Sometimes we recognize something about ourselves that we think we might benefit from changing. We might not know how to start making those changes, but at least we know we want to make them. We’re consciously choosing to do something about a problematic trait or habit. We might need help figuring out how to change it, but it’s our decision, and if we do the work, it’s likely to become a permanent, positive change.

There are times when something about us is a problem and we don’t recognize it. Or we think it’s a problem that doesn’t require change when it actually does. In those cases, someone else might have to point out the issue to us so we become more aware. But even then, it’s still more effective to make the change because we see a reason to. Because we see a benefit to ourselves as well as others.

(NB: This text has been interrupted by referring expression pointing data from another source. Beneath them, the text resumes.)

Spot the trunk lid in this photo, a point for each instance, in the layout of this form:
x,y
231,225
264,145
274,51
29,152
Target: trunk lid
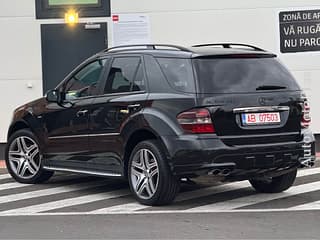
x,y
252,101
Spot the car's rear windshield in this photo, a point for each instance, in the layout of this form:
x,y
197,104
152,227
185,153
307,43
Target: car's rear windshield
x,y
242,75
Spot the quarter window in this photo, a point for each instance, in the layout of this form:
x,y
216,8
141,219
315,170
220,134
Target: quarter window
x,y
85,81
126,75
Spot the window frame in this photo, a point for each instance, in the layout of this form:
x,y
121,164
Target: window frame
x,y
61,87
108,71
45,11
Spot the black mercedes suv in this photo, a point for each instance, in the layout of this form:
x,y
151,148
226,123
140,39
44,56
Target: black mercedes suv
x,y
155,114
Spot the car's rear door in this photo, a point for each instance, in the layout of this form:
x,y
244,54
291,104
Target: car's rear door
x,y
123,96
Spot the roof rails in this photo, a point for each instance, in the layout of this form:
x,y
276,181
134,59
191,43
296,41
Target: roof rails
x,y
146,47
229,45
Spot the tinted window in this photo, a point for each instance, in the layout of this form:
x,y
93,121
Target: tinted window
x,y
85,81
178,73
241,75
156,79
126,74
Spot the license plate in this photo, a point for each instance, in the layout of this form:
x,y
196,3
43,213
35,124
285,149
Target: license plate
x,y
260,118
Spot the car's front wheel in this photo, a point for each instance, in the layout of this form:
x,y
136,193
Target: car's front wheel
x,y
150,178
24,158
274,184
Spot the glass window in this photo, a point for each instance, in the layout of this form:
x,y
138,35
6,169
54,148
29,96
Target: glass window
x,y
126,74
85,81
239,75
178,73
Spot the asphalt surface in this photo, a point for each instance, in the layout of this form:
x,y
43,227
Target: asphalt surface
x,y
73,206
274,225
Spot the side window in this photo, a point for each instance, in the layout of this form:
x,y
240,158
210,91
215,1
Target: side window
x,y
85,81
178,73
126,75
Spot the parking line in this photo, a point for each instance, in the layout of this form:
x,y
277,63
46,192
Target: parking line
x,y
50,191
66,202
258,198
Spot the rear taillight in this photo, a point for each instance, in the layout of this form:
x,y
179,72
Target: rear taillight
x,y
196,121
306,119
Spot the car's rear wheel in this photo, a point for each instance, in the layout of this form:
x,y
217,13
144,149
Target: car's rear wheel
x,y
150,178
24,158
275,184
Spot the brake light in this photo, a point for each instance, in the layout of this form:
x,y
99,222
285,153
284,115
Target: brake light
x,y
196,121
306,118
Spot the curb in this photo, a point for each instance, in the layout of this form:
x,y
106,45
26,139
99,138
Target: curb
x,y
3,164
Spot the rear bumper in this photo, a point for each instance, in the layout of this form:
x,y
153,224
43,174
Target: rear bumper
x,y
208,155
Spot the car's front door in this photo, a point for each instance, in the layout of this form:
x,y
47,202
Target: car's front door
x,y
124,95
67,124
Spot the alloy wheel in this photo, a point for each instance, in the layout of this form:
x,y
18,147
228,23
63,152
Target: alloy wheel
x,y
144,173
24,157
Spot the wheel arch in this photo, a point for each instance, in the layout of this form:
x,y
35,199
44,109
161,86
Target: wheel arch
x,y
16,126
136,137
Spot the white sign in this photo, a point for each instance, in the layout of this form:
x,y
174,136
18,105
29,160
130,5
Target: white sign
x,y
130,29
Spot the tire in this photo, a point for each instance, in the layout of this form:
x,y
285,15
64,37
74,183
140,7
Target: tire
x,y
150,178
24,158
276,184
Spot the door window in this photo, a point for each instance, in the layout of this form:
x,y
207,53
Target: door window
x,y
126,75
84,82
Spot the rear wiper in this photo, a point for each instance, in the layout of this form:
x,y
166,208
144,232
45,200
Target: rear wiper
x,y
270,87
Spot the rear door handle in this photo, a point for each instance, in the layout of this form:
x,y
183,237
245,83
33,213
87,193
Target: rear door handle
x,y
82,113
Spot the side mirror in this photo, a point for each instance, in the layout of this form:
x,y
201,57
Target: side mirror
x,y
54,96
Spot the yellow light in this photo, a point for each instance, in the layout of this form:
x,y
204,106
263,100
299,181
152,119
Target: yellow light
x,y
71,17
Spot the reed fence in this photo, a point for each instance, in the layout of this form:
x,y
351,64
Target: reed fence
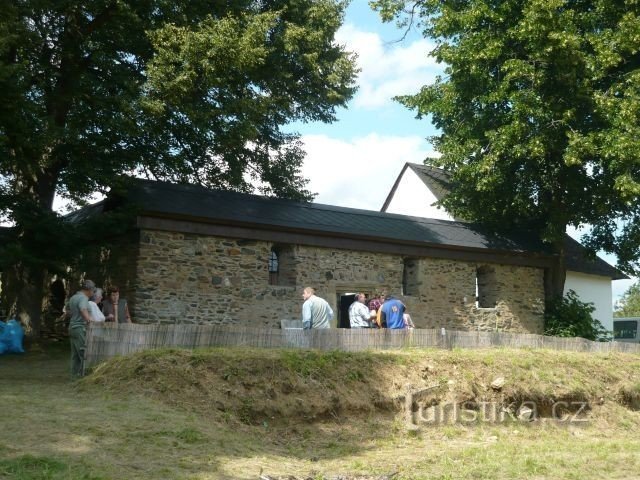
x,y
106,340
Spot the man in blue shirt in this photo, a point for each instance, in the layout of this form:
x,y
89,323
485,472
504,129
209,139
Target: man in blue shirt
x,y
391,314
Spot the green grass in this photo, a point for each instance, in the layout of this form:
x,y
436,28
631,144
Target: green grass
x,y
126,428
28,467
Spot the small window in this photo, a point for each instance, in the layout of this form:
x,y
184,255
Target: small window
x,y
486,288
625,329
410,277
274,267
282,266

Early on after my kids and I moved in with my husband, when I was still working through some serious issues and still getting a handle on emotional regulation, sometimes I raised my voice when I was angry with my kids. I didn’t realize how much it upset my husband, or my kids, until my husband took me aside and told me it was really hard for him hearing me like that. My kids also told me they wished I would yell less.

I knew I was still working on effective emotional management. After nearly four decades of not being able to display any negative emotions for fear of what other people would do to me, I was finally in a place where I felt safe enough to stop suppressing the emotions. Unfortunately, that meant sometimes the emotion came out with an intensity that was out of proportion to whatever was going on. I knew this, but I didn’t always realize when the emotional display was out of proportion.

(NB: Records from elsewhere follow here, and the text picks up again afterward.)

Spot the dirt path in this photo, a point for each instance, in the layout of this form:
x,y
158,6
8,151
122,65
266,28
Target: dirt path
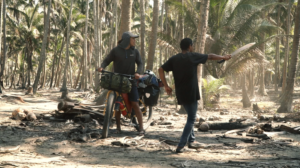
x,y
45,143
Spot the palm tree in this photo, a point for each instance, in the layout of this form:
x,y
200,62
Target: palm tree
x,y
287,98
277,56
125,17
96,44
29,31
85,68
202,29
142,32
152,45
4,42
43,52
64,86
286,46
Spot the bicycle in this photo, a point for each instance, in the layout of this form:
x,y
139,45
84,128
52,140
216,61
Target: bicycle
x,y
119,101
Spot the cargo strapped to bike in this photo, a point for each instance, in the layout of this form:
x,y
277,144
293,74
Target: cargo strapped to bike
x,y
115,82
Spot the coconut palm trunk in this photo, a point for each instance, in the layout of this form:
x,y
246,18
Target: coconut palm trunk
x,y
96,46
277,59
64,86
262,90
287,47
287,97
142,33
57,78
153,36
4,42
125,17
161,29
85,75
202,29
43,52
246,100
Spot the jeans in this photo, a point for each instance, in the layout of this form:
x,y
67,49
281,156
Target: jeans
x,y
188,131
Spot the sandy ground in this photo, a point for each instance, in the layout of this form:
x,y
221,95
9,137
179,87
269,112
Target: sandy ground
x,y
45,143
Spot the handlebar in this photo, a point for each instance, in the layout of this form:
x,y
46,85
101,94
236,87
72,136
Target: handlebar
x,y
220,62
126,75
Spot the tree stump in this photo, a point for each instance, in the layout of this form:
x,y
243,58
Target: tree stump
x,y
64,94
182,110
29,91
64,105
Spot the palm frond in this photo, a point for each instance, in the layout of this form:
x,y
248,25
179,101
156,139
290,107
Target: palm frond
x,y
242,63
165,44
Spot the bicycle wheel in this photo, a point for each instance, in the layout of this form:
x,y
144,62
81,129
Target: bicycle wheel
x,y
146,120
108,113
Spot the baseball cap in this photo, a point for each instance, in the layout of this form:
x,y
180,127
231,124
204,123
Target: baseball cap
x,y
129,34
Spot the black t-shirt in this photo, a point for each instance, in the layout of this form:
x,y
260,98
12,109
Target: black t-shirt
x,y
184,68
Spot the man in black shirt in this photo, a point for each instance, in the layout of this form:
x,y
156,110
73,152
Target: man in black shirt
x,y
184,68
124,57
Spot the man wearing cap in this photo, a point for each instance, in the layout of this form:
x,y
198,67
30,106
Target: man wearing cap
x,y
124,57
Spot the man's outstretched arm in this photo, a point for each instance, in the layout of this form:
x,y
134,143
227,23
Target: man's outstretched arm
x,y
163,79
218,57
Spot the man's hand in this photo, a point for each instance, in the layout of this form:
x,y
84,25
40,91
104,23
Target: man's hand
x,y
168,90
99,69
227,57
137,76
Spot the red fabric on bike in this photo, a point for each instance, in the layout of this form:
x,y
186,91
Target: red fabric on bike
x,y
127,102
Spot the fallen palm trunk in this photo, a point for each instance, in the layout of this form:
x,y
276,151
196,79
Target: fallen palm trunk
x,y
244,139
2,150
36,161
228,126
289,129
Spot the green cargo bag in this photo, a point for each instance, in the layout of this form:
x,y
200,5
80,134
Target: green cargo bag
x,y
115,82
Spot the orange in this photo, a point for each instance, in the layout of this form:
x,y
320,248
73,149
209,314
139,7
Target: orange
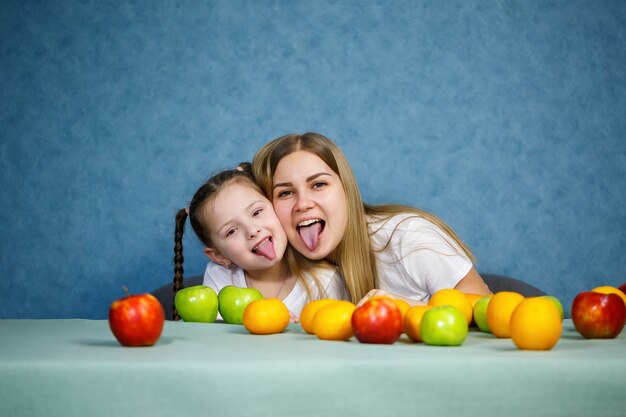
x,y
413,320
454,298
402,305
536,324
266,316
499,312
607,289
334,321
308,313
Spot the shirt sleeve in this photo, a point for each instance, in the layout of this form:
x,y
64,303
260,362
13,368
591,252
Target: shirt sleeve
x,y
336,287
427,256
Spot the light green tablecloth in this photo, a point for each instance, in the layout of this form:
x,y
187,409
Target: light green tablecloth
x,y
76,368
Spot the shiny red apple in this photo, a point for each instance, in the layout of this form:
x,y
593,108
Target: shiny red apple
x,y
137,320
378,320
598,316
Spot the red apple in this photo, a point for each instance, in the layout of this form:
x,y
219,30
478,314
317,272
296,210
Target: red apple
x,y
378,320
598,316
137,320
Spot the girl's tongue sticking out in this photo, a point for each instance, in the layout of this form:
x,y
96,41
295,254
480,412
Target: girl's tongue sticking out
x,y
310,235
265,248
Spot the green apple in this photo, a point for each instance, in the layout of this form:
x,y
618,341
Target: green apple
x,y
480,314
197,304
444,326
234,300
558,304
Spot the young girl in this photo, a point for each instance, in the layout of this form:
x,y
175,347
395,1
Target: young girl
x,y
396,250
246,242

When my husband and kids had that conversation with me, I didn’t say or think, “I need to change for them.” They were the cause of me recognizing the need for change, but they couldn’t be the only reason for the change. I needed to change my behavior, and double down on learning better emotional regulation, for myself above all.

I chose to do the work and improve my emotional regulation because my behavior was hurting people I loved deeply and wanted to avoid hurting. Because the person I wanted to be was someone who took care of and protected those I loved. Because when I raised my voice and felt my temper rising to the boiling point, I saw in myself the people who had abused me, and I hated seeing that in myself. I wanted to build a life in which I could love myself. I wanted to create a space where my children might feel the love and safety I hadn’t had as a child or during my marriage to their father. I wanted to become the person I wanted to be.

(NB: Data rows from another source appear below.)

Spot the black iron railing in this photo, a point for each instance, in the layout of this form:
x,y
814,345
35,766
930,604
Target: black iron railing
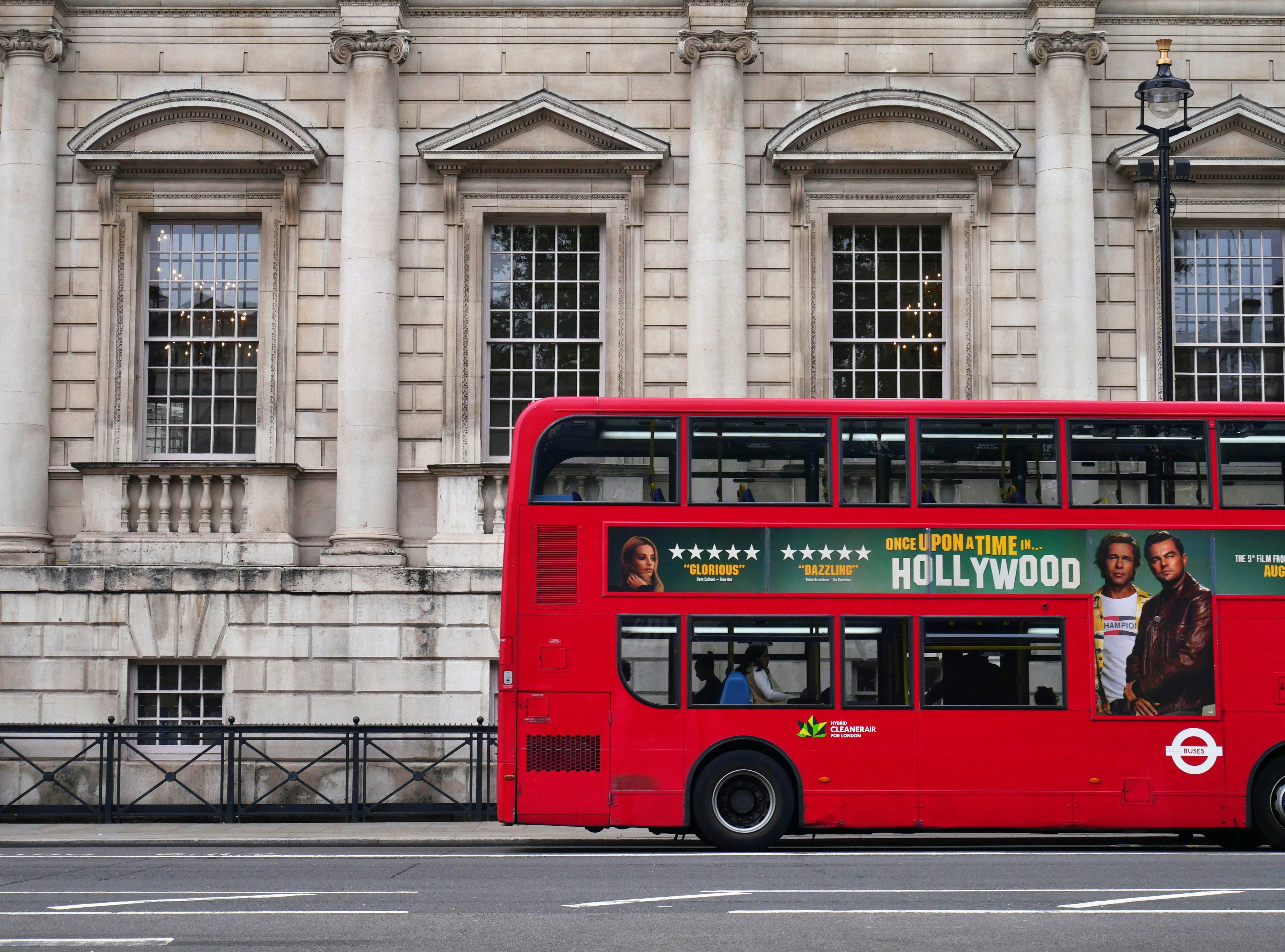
x,y
232,773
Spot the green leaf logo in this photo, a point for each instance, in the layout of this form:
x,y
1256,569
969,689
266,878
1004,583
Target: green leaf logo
x,y
813,728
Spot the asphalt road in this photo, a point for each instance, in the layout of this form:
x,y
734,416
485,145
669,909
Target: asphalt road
x,y
863,893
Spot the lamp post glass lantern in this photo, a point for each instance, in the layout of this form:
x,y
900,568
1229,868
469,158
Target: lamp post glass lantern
x,y
1161,97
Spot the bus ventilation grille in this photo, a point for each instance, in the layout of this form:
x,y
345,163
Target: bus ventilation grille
x,y
556,564
570,753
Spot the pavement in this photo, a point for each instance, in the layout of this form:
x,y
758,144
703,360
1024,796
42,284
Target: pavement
x,y
315,834
490,834
1053,893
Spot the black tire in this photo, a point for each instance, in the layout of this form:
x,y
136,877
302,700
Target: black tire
x,y
1269,803
742,800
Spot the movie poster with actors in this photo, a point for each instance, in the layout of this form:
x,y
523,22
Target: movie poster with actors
x,y
1153,624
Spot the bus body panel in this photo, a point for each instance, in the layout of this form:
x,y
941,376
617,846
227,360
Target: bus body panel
x,y
563,757
918,768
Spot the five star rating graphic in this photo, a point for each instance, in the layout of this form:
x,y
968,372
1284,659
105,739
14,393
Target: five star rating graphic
x,y
734,553
824,553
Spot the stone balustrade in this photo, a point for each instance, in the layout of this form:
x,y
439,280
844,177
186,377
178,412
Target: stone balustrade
x,y
177,513
471,505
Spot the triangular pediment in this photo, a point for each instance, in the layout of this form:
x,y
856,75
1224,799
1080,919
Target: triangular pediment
x,y
192,129
1234,139
543,129
892,128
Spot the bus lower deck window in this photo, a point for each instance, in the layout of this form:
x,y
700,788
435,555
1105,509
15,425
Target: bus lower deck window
x,y
770,661
993,662
650,658
1252,463
989,463
873,459
876,662
607,459
1126,463
760,460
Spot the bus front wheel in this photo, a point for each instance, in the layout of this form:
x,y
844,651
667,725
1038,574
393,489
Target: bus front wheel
x,y
743,800
1269,802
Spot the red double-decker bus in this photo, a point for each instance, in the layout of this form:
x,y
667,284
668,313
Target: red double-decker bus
x,y
747,618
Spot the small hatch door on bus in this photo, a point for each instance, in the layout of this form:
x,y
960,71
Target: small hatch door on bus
x,y
563,757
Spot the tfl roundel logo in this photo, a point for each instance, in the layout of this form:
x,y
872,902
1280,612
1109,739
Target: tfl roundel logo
x,y
1195,744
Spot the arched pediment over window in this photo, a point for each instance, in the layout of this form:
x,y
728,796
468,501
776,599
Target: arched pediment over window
x,y
895,129
1238,139
196,130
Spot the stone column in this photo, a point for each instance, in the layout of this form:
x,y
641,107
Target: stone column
x,y
367,472
716,211
27,177
1066,273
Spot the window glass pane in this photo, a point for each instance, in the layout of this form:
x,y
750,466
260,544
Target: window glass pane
x,y
876,662
178,696
650,658
1252,463
987,463
993,662
761,661
874,462
544,320
1122,463
196,303
886,311
607,459
760,460
1229,317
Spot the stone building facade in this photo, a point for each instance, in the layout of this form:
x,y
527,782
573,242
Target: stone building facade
x,y
275,279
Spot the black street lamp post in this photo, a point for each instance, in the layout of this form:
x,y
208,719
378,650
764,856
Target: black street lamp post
x,y
1162,96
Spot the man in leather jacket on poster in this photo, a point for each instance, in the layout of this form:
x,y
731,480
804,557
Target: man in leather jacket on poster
x,y
1171,667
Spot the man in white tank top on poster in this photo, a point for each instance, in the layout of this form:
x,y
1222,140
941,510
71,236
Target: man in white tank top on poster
x,y
1117,608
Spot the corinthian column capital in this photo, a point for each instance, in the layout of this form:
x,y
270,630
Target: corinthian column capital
x,y
742,44
1041,45
346,44
40,43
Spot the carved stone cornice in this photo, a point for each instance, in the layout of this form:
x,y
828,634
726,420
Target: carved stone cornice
x,y
742,44
1041,45
346,44
43,43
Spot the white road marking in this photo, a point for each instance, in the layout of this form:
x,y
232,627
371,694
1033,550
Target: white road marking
x,y
196,892
189,899
1148,899
91,943
1009,913
652,855
1214,891
215,913
656,899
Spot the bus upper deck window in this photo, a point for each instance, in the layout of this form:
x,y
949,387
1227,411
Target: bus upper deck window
x,y
775,462
1252,463
989,463
607,459
873,459
1133,463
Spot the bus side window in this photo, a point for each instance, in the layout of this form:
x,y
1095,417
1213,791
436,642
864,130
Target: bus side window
x,y
1138,463
993,662
761,661
650,658
876,662
989,463
873,459
607,459
769,460
1252,463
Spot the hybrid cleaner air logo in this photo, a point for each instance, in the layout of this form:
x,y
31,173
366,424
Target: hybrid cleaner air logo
x,y
814,729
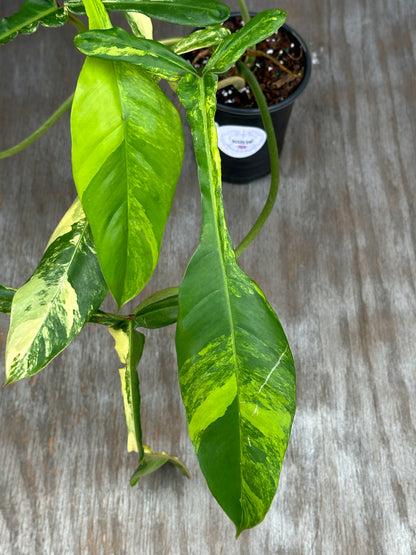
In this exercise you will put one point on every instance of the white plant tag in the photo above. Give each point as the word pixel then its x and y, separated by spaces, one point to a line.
pixel 240 142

When you identify a change you think you should make, take a moment to figure out why you want to make it. Are you doing what someone else has told you to do? Are you trying to change something about yourself that you’re okay with, but someone else isn’t okay with it and you’re trying to make them happy? If it’s a change someone else brought to your attention, do you have a self-focused reason to make it, or are you only doing it for them?

Ultimately, the one person on earth whose opinion of you matters, is you. You’re the one who has to live with who you are. You can’t “make” someone else happy, because you don’t control what anyone else feels or thinks. You can only create whether you are happy with yourself. So don’t just be the change you wish to see; be the primary reason you wish to see it.